Bu seri, sokaklarda karşıma çıkan ikizleri konu alıyor. Kentin kalabalığı içinde birbirine benzeyen iki kişinin varlığı, hem güçlü bir görsel etki yaratıyor hem de kimlik, aidiyet ve bireysellik üzerine düşündürüyor.  Fotoğraflar, ikizlik temasını sadece fiziksel benzerlik olarak değil; ortak bakışlar, senkron hareketler ve paylaşılan sessizlikler üzerinden de ele alıyor. Sokakta karşılaşılan bu çift portreler, şehir yaşamının rastlantısallığına tanıklık ederken aynı zamanda insanın kendisini bir başkasında görme hâlini de hatırlatıyor.

Kent Işıklarının Ötesinde: Flaşlı Sokak Fotoğrafları

Bu seri, kentin doğal ışığına meydan okuyan bir yaklaşımla çekildi. Flaş, sıradan sokak sahnelerini aniden görünür kılıyor. Gecenin karanlığında saklanan ayrıntıları ortaya çıkardığı gibi gündüz ışığında da sürreal bir etki yaratıyor.. Işık, yalnızca bir aydınlatma aracı değil; beklenmedik anları vurgulayan, gündelik akışı kesintiye uğratan bir ifade dili. Fotoğraflar, şehir hayatının hızlı temposunda gözden kaçan yüzleri, jestleri ve detayları öne çıkarıyor. Her kare, bir anlığına donmuş bir çarpışma: kent, insan ve yapay ışık arasında. Bu çalışma, hem sokak fotoğrafçılığı geleneğine bir gönderme hem de ışığın nasıl bir hikâye anlatıcısına dönüşebileceğinin bir araştırması.

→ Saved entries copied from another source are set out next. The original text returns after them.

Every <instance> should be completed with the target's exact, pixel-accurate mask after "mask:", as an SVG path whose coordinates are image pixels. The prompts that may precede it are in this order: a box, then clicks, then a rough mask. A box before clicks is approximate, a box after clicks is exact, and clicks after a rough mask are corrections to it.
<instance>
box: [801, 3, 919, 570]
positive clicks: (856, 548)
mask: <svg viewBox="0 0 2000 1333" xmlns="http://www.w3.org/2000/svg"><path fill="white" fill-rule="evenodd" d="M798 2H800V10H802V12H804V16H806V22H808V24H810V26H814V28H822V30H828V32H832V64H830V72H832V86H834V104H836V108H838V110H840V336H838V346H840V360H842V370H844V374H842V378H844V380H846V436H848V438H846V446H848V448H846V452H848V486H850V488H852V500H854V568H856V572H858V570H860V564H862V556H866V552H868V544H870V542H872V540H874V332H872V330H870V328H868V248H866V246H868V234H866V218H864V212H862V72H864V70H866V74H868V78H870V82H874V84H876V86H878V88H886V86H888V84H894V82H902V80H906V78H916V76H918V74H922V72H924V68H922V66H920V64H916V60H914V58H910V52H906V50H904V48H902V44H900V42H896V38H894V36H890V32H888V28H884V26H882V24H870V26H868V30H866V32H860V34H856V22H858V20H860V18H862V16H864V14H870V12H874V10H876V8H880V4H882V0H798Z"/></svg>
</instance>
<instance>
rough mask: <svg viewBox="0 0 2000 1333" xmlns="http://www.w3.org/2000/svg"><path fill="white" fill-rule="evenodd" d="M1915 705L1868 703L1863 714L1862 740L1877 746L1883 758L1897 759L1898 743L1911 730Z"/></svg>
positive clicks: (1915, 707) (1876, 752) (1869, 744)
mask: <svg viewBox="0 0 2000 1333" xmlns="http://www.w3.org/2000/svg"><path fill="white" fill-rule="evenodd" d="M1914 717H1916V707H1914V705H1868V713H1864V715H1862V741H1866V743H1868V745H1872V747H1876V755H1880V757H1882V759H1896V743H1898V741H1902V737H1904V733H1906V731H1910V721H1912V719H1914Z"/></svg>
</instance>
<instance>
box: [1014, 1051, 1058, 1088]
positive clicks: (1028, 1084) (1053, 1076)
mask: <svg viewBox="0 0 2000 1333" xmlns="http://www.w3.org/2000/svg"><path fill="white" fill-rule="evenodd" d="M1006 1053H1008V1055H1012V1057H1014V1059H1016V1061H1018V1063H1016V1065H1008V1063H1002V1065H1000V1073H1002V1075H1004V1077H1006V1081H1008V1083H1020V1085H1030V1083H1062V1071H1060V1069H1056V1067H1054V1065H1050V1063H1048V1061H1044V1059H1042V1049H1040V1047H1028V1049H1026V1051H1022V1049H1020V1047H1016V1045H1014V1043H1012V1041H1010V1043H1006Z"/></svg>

Duraklar: Kısa Bekleyişlerin Uzun Hikâyesi

Farklı şehirlerde çektiğim bu seri, durakları yalnızca toplu taşıma noktaları değil, kentin nabzını tutan geçici sahneler olarak görüyor. Kentin akışında karşıma çıkan bu kısa bekleyiş anlarının fotoğraflarını çektim. Her kare, bir şehrin temposundan bir kesit: sabır, yorgunluk, umut ve telaşın aynı çerçevede buluştuğu anlar… Bu proje, sıradan durakların, aslında nasıl ortak bir kentsel hafıza mekânına dönüştüğünü gösteriyor.

Bu proje, 2017–2025 yılları arasında farklı şehirlerde yürütülmüştür.